Biografi Tokoh Sufi di Nusantara : Syamsuddin Al-Sumatrani


A.    Riwayat Hidup
Syamsuddin Al-Sumatrani merupakan tokoh yang cukup berpengaruh di kalangan istana Kerajaan Aceh pada akhir abad ke-16 M, dan menjadi qadhi kerajaan. Ia diperkirakan hidup pada masa pemerintahan Sultan Iskandar Muda (1603-1636 M). Sebenarnya informasi tentang Syamsuddin Al-Sumatrani tidak banyak didapati. Informasi lokal tentang Syamsuddin Al-Sumatrani diperoleh dari Hikayat Aceh, Adat Aceh dan Bustan al-Salathin, sementara sumber – sumber Barat adalah catatan perjalanan dari para pengembara Eropa yang datang di Aceh.
Dalam Hikayat Aceh diceritakan bahwa Syamsuddin Al-Sumatrani merupakan pemimpin spiritual masyarakat. Dialah yang membaca Al-Fatihah, dan atau menerima laporan dari para penziarah yang kembali dari Makkah. Adat Aceh memberinya kehormatan waktu sembahyang besar dan upacara – upacara keagamaan. Lalu, dengan Syamsuddin Al-Sumatrani lah para pengembara tersebut berurusan antara tahun (1600-1630). Dalam catatan perjalanan orang Eropa ini disebutkan terdapat seorang imam yang disebut dengan nama uskup (bishop dan euque).
Informasi yang paling tua berasal dari Frederich de Houtman, seorang pelaut Belanda yang sampai ke Aceh pada 1599 M, menyebutkan bahwa di Aceh didapatinya seorang yang menjadi Syeikh Penasihat Agung Raja. John Davis, pelaut asal Inggris yang menumpang armada kapal Cornelis de Houtman dan Frederich de Houtman, membuat catatan harian tentang Aceh bahwasanya di Aceh terdapat Imam Besar yang sangat dihormati oleh raja dan rakyat, serta terdapat seorang yang dianggap memiliki ruh kenabian yang juga sangat dihormati oleh rakyat. Dengan mempertimbangkan informasi perjalanan dari Barat ini serta memadukan dengan informasi lokal maka sangat mungkin yang dimaksud oleh Frederich de Houtman dan John Davis ketika berhubungan dengan Aceh adalah Syamsuddin Al-Sumatrani. (Miftah Arifin, 2013:50-52)

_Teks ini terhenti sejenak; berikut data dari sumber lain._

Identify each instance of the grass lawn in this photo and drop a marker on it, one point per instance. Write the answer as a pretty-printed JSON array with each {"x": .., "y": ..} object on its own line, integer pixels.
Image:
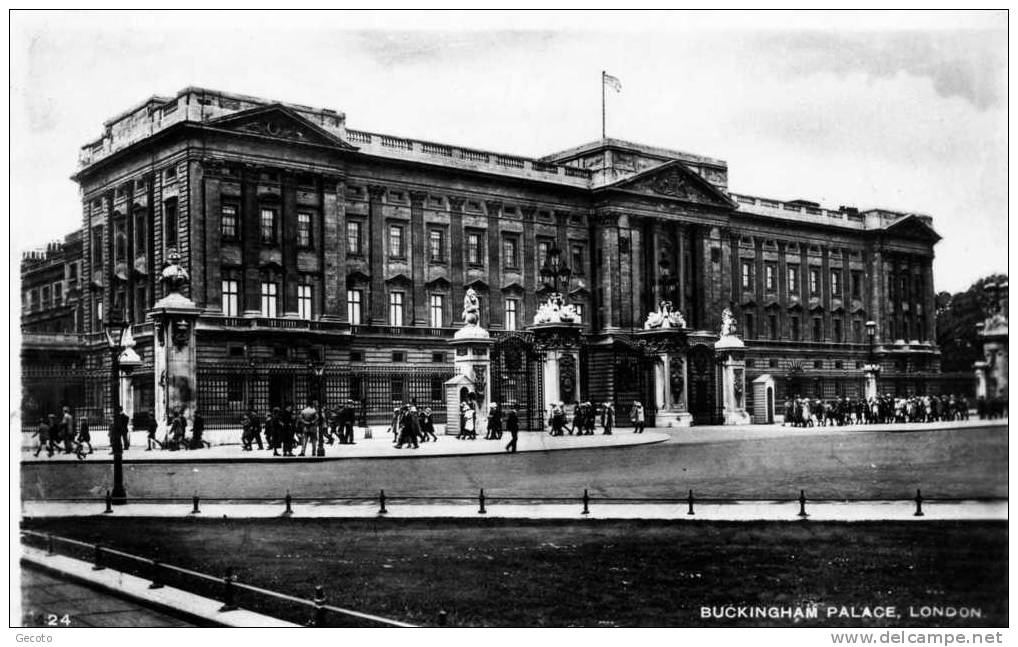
[{"x": 507, "y": 573}]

B.     Keterkaitan Hamzah Fansuri dengan Syamsuddin Al-Sumatrani.
Posisi Syamsuddin menjadi sangat penting sesudah Hamzah Fansuri. Meski tidak banyak yang diketahui mengenai kehidupan Syamsuddin Al-Sumatrani serta tidak didapati keterangan yang memadai tentang hubungan Syamsuddin Al-Sumatrani dengan Hamzah Fansuri, banyak para sarjana yang menyimpulkan bahwa ada kedekatan antara keduanya. A. Hasjmy misalnya, cenderung menyimpulkan bahwa Syamsuddin Al-Sumatrani merupakan murid dan khalifah dari Hamzah Fansuri yang paling besar di antara pengikut Hamzah Fansuri di Aceh. Pandangan ini menurut Aziz Dahlan memiliki kemungkinan kebenaran sebab Syamsuddin Al-Sumatrani ternyata memiliki tulisan sebagai syarah atas karya Hamzah Fansuri. Tulisan dari Syamsuddin Al-Sumatrani tersebut adalah Syarah Ruba’i Hamzah Fansuri dan Syarah Syair Ikan Tongkol. Namun yang masih menjadi pertanyaan adalah apabila antara Syamsuddin Al-Sumatrani dengan Hamzah Fansuri memiliki hubungan murid dan guru, di mana dan kapan Syamsuddin Al-Sumatrani berguru kepada Hamzah Fansuri. Pertanyaan ini tidak bisa dijawab karena tidak ada informasi yang menjelaskan tentang hal itu. Tetapi jika melihat tradisi perjalanan intelektual dari Hamzah Fansuri yang suka mengembara ke berbagai tempat, sangat dimungkinkan keduanya bertemu. A. Winsted menjelaskan bahwa Syamsuddin Al-Sumatrani pernah menjadi murid dari Pangeran Bonang di Jawa dan A. Hasjmy bahkan memandang bahwa keduanya (Hamzah Fansuri dan Syamsuddin Al-Sumatrani) pernah berguru ke Sunan Bonang di Jawa. Tentu saja spekulasi para sarjana tersebut terjawab dengan penemuan inkripsi batu nisan dari Hamzah Fansuri yang tertanggal 11 April 1527 M sehingga tidak mungkin Syamsuddin memiliki hubungan guru murid dengan Hamzah Fansuri sebab antara keduanya terpaut jarak yang cukup jauh sekitar 1 abad. (Miftah Arifin, 2013:49-50)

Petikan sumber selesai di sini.